Shaped skis are similar to slalom skis, but are more accommodating. Sold as a single ski with two bindings, these skis are much wider than slalom skis.

The extra width makes it easier to get up on the water and stay balanced. Shaped skis, otherwise known as mid-skis, are perfect for riders who are comfortable on two skis and are wanting to learn how to ride on a single ski. They are generally used at slower speeds as a learning tool.

Kids Water Skis

Kids' skis are obviously smaller, to match the height and weight of youth. But that's not the only difference from adult water skis.

They generally contain a retainer, which attaches the two skis at the front. This is either a rope or a bar. It keeps the skis the perfect distance apart and makes it much easier for kids to learn how to get up and stay up on the water.

The retainer should be removable, allowing the child to continue using the same skis as they progress and no longer need the tether.

Ski Size

Choosing the right ski length is important, though not critical for beginners. The length of the ski is primarily determined by the weight of the rider. So if you weigh between 155 and 180 pounds, for example, you'll want skis between 66 and 72 inches long.

The speed at which you plan to ride also factors in.
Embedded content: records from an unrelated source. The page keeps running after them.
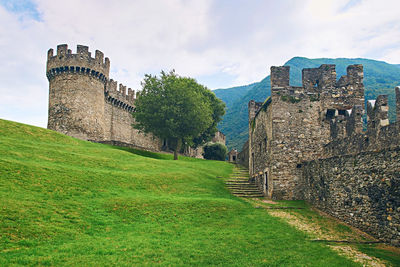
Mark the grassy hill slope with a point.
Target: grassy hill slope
(379, 78)
(69, 202)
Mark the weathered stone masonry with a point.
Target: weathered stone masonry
(294, 124)
(86, 104)
(308, 143)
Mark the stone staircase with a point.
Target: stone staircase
(239, 184)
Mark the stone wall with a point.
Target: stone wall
(86, 104)
(296, 124)
(243, 156)
(362, 190)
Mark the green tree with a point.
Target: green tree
(177, 109)
(215, 151)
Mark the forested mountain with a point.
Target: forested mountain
(379, 78)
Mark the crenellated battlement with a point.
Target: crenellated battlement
(85, 103)
(319, 84)
(379, 135)
(119, 96)
(80, 63)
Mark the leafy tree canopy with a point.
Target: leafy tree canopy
(177, 109)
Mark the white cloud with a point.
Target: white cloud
(235, 40)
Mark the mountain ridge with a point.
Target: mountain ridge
(379, 78)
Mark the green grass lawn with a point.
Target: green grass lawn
(69, 202)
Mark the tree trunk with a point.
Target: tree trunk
(177, 148)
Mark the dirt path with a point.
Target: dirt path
(320, 227)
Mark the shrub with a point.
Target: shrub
(215, 151)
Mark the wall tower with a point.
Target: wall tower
(76, 92)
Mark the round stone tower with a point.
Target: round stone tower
(76, 92)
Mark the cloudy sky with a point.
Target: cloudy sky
(221, 43)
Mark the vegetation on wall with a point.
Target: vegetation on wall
(215, 151)
(177, 109)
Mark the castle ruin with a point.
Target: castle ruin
(308, 143)
(85, 103)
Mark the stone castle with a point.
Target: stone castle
(85, 103)
(308, 143)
At faster speeds, you'll generally want shorter skis.

And the type of riding and skis you are using also matter. Shaped skis, because they are wider than slalom skis, are shorter than slalom skis. 

Ski Materials

All skis are made with high-density polyurethane foam at the core of the ski. The outer material is either fiberglass or a combination of carbon and graphite.

Fiberglass skis are generally more affordable and are thus used in many beginner ski models. Those looking for a more durable, longer-lasting ski may opt for carbon and graphite skis, which are more expensive.

Ski Construction

How skis are made will determine the level of performance you are looking for. Here are some key features regarding the shape and performance of your skis.

Ski Shape

Two main types of ski shapes should be considered; a narrow tunnel and edge-to-edge concave. A narrow tunnel has flat edges to make riding wake and rougher water more forgiving and predictable.

A ski with edge-to-edge concave is designed for slalom style riding, giving you more control when making sharp turns. 


Skis are also curved from the nose to the tail. The amount of curve is known as "rocker." More rocker makes it easier to turn, while less rocker lets you go faster.


The flexibility of your skis will also determine performance. The stiffer the ski, the faster you can go and the easier it is to stay up on the water.

A flexible ski is easier to turn, allowing for more control, but is less stable. 

Binding Selection

Ski bindings are the connection point between your feet and your skis. They allow you to control the skis, stay balanced, and maneuver.

Bindings on beginner skis are generally adjustable. This allows the skis to be used by different people with different-sized feet. This works great for multiple children sharing skis, or those using rented gear.

If you're ready to take your ski game to the next level, you'll want custom-fit bindings, perfectly sized for your feet. The tighter the fit, the more control you'll have. But they won't allow others to ride your skis unless they have the exact same foot size.